Scoped browser modules are explicit source declarations:

js "./dashboard.ts"

js {
  console.log("loaded")
}

Path-based modules are preferred. Script declarations are page- or component-scoped. TypeScript is transform-only; GOWDK does not type-check it. Bundling, minification, import-graph following, and JavaScript tree shaking are not implemented.

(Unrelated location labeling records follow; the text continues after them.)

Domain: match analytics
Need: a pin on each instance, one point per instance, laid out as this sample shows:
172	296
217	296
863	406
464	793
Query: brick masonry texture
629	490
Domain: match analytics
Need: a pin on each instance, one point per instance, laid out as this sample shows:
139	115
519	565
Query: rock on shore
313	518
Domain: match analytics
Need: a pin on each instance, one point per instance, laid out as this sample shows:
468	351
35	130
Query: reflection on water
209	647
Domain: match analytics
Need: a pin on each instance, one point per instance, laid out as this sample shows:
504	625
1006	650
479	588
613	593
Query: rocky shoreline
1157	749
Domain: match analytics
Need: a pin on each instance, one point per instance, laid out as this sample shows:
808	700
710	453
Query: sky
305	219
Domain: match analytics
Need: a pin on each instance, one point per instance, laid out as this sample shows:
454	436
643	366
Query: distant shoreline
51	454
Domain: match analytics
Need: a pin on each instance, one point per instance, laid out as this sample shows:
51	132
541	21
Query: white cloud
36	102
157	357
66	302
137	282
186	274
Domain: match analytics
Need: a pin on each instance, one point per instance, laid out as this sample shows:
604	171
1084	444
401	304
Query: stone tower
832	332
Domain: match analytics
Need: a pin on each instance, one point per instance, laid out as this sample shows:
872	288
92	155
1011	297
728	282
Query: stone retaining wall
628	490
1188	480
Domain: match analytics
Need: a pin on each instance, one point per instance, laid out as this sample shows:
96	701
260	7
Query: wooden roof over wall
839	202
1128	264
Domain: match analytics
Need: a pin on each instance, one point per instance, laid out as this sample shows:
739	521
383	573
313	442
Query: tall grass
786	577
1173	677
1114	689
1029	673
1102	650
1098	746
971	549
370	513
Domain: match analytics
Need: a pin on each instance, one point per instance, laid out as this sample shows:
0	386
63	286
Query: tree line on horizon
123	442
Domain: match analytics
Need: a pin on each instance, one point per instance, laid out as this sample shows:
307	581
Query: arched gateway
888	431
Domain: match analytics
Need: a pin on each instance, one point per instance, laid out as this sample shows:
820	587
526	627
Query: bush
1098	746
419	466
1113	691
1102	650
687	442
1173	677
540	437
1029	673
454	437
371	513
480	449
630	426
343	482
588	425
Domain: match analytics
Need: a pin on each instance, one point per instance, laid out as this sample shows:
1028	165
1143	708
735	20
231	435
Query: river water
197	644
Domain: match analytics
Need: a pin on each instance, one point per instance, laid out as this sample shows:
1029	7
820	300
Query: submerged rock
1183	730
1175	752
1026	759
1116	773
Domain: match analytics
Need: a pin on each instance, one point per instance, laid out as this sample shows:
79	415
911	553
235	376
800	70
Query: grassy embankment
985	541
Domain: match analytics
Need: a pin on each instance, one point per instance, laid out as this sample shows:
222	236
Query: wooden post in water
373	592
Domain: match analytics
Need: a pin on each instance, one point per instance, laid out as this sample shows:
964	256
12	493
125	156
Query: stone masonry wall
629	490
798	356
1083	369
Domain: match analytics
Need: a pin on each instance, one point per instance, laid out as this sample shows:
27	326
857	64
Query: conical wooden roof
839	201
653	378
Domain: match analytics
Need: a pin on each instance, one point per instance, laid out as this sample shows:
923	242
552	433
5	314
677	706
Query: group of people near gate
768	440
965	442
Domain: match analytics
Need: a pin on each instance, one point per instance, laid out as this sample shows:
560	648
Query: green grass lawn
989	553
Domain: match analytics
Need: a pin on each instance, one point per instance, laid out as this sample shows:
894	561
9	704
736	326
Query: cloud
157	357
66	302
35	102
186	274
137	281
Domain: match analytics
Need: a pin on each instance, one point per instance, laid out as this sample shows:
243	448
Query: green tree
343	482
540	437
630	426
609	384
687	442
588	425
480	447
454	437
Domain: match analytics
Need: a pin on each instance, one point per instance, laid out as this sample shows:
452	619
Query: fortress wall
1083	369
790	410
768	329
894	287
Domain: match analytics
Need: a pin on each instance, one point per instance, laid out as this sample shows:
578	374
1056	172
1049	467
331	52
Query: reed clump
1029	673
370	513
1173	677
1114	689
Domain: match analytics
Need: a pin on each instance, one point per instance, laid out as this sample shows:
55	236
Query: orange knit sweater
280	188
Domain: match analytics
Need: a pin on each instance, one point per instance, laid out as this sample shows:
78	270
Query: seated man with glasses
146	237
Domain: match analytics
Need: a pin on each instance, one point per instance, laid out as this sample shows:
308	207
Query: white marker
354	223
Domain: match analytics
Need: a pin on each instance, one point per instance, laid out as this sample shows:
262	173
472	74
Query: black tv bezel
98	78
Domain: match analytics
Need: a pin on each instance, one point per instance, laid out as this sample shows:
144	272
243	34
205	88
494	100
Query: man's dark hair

Generated JavaScript is enhancement only. It must not own routing truth, auth, trusted validation, server state, business rules, or cache policy.

Raw HTML Policy

Generated HTML escapes text and attributes by default; that default is unchanged. The one explicit, stable escape hatch is the GOWDK-owned g:unsafe-html={Expr} element directive: the element's attributes stay escaped and the expression's resolved string is written as the element content without escaping. Only trusted or sanitized HTML may be fed to g:unsafe-html; see markup.md for the full contract and restrictions. Raw HTML syntax from other template languages, such as {@html ...}, remains unsupported and fails loudly with guidance toward g:unsafe-html.

Diagnostics Policy

Compiler failures should include a diagnostic code, source position, source range when known, severity, message, and short suggestion when useful. Current public diagnostics are listed in diagnostics.md and Diagnostics Reference.

Parser recovery is still partial. parse_error remains the broad parser code until more specific parser diagnostics are stabilized.

Compatibility Policy

During 0.x, public contracts can still change. Compatibility rules for language work:

  • Implemented syntax should keep tests or documented verification.
  • Partial syntax must stay labeled partial in docs.
  • Planned syntax must not be silently accepted as generated behavior.
  • Deprecated syntax should fail with migration diagnostics before removal.
  • Unsupported syntax should fail before generated output is accepted.
  • Docs must change in the same commit as behavior changes.